写在开篇的总结
- 总结的前戏
通过这次不断的折腾,各种折腾。先是解析Binlog,找到指定的位置,手动转化为SQL去执行,问题不多还好,问题多了这个办法就悲剧了。而且,手动转化为可执行的SQL未必能执行成功。笔者的互为主从环境问题非常多,只能不断的去跳过有问题的GTID事务ID,这是唯一的办法,而且有问题的GITD数量有多少也是未知的。但笔者又不想重建互为主从的环境,如果是生产环境更不能随便重建。
- 总结的高潮
不管是生产还是测试的互为主从的环境,发生这样的问题而又不能重建或者不想重建,那么请按照以下步骤进行处理:
- 停掉上层应用,不要再往数据库进行读写数据;
- 互为主从的环境,在2台互为slave服务器的角色中不断的去跳过有问题的GTID,直到2台slave角色中的SQL线程都为YES;
- 2台slave角色中的SQL线程都为YES后,还要观察一段时间,2台slave都要观察,通过“show replica status\G;”查看复制状态,说不定还会出现有问题的GTID,按照同样的方法继续跳过处理;
- 观察了一段时间后,2台slave确实不会再出现有问题的GTID之后,按正常顺序停止复制、停止Mysql服务,然后按正常顺序拉起Mysql,继续观察2台MySQL服务器的IO和SQL线程是否都为YES;
- 互为主从的环境确实都没问题了,都在master上创建个测试的库,严重是否能正常同步到slave;
- 互为主从的MySQL环境确实真的真的真的没问题了之后,再拉起上层应用,笔者的上层应用仅需连接其中一台即可,并没有去搞读写分离的骚操作。

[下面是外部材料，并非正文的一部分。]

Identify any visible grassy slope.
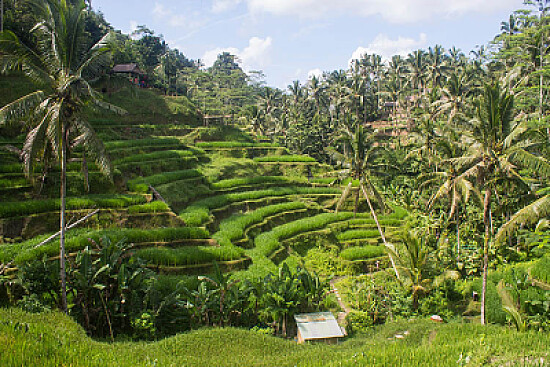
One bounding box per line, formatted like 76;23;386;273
0;309;550;367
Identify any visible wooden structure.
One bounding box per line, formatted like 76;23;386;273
294;312;346;344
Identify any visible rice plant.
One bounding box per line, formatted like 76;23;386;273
127;169;201;193
340;246;386;261
254;155;317;163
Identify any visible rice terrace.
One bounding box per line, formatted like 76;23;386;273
0;0;550;367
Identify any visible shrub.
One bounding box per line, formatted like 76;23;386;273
104;138;181;150
113;150;195;165
336;229;380;241
197;141;277;149
117;157;199;176
346;310;374;334
531;256;550;284
128;169;201;193
212;202;306;245
254;155;317;163
0;194;147;218
8;227;208;264
180;187;340;226
128;201;170;214
211;176;307;190
340;246;386;261
251;212;353;259
136;246;244;266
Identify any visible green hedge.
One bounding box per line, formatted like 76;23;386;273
250;212;353;261
0;227;209;264
0;163;23;173
104;138;181;150
336;229;380;241
113;150;195;165
128;169;201;193
212;202;306;246
128;201;170;214
0;194;147;218
254;155;317;163
531;256;550;284
197;141;278;149
0;177;30;189
117;157;199;176
340;246;386;261
211;176;307;190
136;246;244;266
180;187;340;226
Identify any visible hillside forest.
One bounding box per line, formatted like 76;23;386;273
0;0;550;366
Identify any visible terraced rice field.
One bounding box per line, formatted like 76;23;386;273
0;120;405;277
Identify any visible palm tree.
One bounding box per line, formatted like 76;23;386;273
388;230;430;310
435;71;472;125
455;82;550;324
407;50;428;99
427;45;448;88
331;124;400;278
0;0;120;312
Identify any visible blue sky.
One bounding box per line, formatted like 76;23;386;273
92;0;525;88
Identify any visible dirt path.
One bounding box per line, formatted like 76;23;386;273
330;277;351;326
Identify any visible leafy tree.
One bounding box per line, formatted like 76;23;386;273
457;82;549;324
0;0;122;311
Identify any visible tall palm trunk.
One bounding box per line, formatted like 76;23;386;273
59;123;68;313
359;181;401;280
481;188;491;325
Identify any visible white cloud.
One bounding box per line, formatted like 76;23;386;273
349;33;428;63
153;2;204;29
201;37;273;71
128;20;138;34
246;0;518;23
307;69;323;79
212;0;242;13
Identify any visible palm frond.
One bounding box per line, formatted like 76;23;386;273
495;195;550;243
0;90;45;126
336;181;353;213
510;149;550;178
74;119;112;178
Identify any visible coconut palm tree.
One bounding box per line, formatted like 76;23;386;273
435;71;472;126
0;0;122;312
427;45;448;88
455;82;550;324
330;124;400;278
407;50;428;99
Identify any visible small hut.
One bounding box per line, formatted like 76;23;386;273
294;312;346;344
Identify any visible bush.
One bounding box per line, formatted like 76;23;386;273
211;176;307;190
128;201;170;214
117;157;199;176
136;246;244;266
113;150;195;165
180;187;340;226
531;256;550;284
336;229;380;242
346;310;374;335
212;202;306;245
0;194;147;218
251;212;353;259
340;246;386;261
254;155;317;163
197;141;277;149
128;169;201;193
8;227;209;264
104;138;181;150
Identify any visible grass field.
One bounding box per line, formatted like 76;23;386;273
0;309;550;367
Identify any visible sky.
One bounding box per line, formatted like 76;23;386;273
92;0;525;88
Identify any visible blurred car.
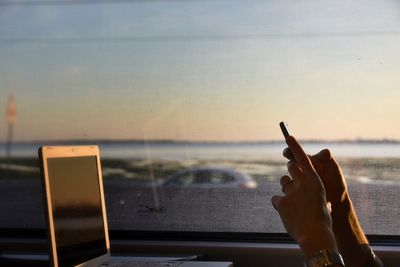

好了,下面进入本次排查和解决的全过程,步入主题!!!
主从环境信息
角色 | 主机名 | IP |
master | db01 | 192.168.11.151 |
slave | db02 | 192.168.11.152 |
说明:笔者的环境是启用了GTID模式的主从复制,关于GTID模式和传统的模式,后续会抽时间输出经验进行分享。
问题故障现象
- 查看slave库的SQL线程为NO,具体的信息如下:
mysql> show replica status\G; *************************** 1. row *************************** Replica_IO_State: Waiting for source to send event Source_Host: 192.168.11.151 Source_User: syn_a Source_Port: 3306 Connect_Retry: 60 Source_Log_File: mysql-bin.000005 Read_Source_Log_Pos: 1986340 Relay_Log_File: zbx-db02-relay-bin.000012 Relay_Log_Pos: 630974 Relay_Source_Log_File: mysql-bin.000001 Replica_IO_Running: Yes Replica_SQL_Running: No Replicate_Do_DB: Replicate_Ignore_DB: Replicate_Do_Table: Replicate_Ignore_Table: Replicate_Wild_Do_Table: Replicate_Wild_Ignore_Table: Last_Errno: 1452 Last_Error: Coordinator stopped because there were error(s) in the worker(s). The most recent failure being: Worker 1 failed executing transaction '92099aae-4731-11ec-a3da-00505629525b:768' at master log mysql-bin.000001, end_log_pos 634234. See error log and/or performance_schema.replication_applier_status_by_worker table for more details about this failure or others, if any.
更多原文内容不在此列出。